AMBIGÜEDAD CALCULADA

Porque, hay que decirlo, no se conoce bien su proyecto político. Sus propuestas son generales o ambiguas, obligada inicialmente por la cortesía hacia el legado de Biden y luego por el empeño de no resultar incómoda para los electores conservadores que se resisten a votar a Trump. Los propios medios liberales que la apoyan con entusiasmo lo reconocen abiertamente.

Su programa fiscal es cauteloso, con medidas de presión hacia los más ricos que se apartan poco de la corriente general en el partido.
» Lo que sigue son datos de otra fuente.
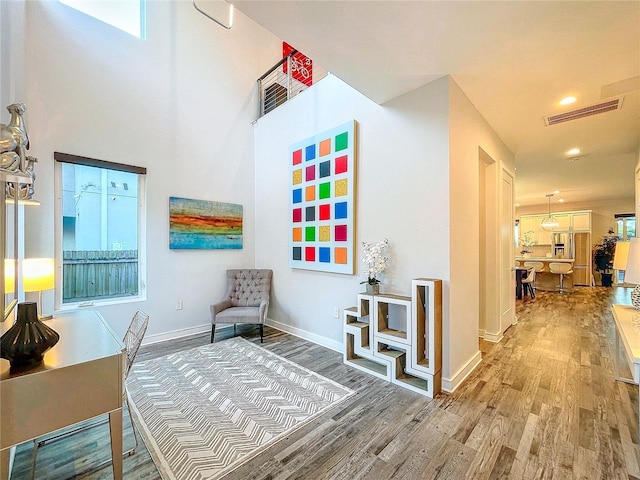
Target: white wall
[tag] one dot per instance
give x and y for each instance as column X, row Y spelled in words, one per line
column 473, row 142
column 403, row 194
column 180, row 103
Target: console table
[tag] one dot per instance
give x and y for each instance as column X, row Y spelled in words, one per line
column 627, row 321
column 82, row 377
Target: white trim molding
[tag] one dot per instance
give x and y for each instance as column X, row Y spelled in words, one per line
column 312, row 337
column 449, row 385
column 493, row 337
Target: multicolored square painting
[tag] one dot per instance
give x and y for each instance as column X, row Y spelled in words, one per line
column 200, row 224
column 323, row 179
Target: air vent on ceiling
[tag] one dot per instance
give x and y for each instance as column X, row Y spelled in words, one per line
column 587, row 111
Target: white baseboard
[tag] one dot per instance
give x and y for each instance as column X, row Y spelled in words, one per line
column 493, row 337
column 172, row 335
column 312, row 337
column 449, row 385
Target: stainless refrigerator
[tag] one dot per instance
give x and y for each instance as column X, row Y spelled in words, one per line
column 576, row 246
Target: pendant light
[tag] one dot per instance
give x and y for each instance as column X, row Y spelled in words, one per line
column 548, row 224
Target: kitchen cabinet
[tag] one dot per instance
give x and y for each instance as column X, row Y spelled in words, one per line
column 563, row 220
column 581, row 221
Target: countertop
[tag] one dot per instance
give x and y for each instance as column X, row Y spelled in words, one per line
column 545, row 259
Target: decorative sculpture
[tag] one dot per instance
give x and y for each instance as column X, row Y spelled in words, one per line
column 24, row 191
column 14, row 141
column 26, row 342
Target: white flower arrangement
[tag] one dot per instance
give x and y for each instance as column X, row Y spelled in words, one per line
column 373, row 254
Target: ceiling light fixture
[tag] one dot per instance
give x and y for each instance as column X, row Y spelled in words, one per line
column 548, row 224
Su política exterior es un puzzle de declaraciones buenistas (pero claramente proisraelíes) ante el conflicto de Oriente Medio, muy convencional y poco imaginativa sobre la guerra en Ucrania, prudente en el pulso con China y poco más. Por su principal asesor en política exterior, Philip Gordon, puede deducirse que no será tan intervencionista como Biden o los Clinton, sino más bien reticente a embarcarse en guerras, en la línea de Obama. Seguramente será más asertiva en el control de la política migratoria, o eso al menos deducen algunos analistas de su experiencia como fiscal.

Harris es una incógnita amable, que ha eludido el cara a cara con los medios, para evitar tropezones inoportunos o clarificaciones indeseables. Le quedan menos de dos meses y medio para demostrar que, con mucha simpatía, sentido común y “a little help from my friends”, puede darle la vuelta a la historia.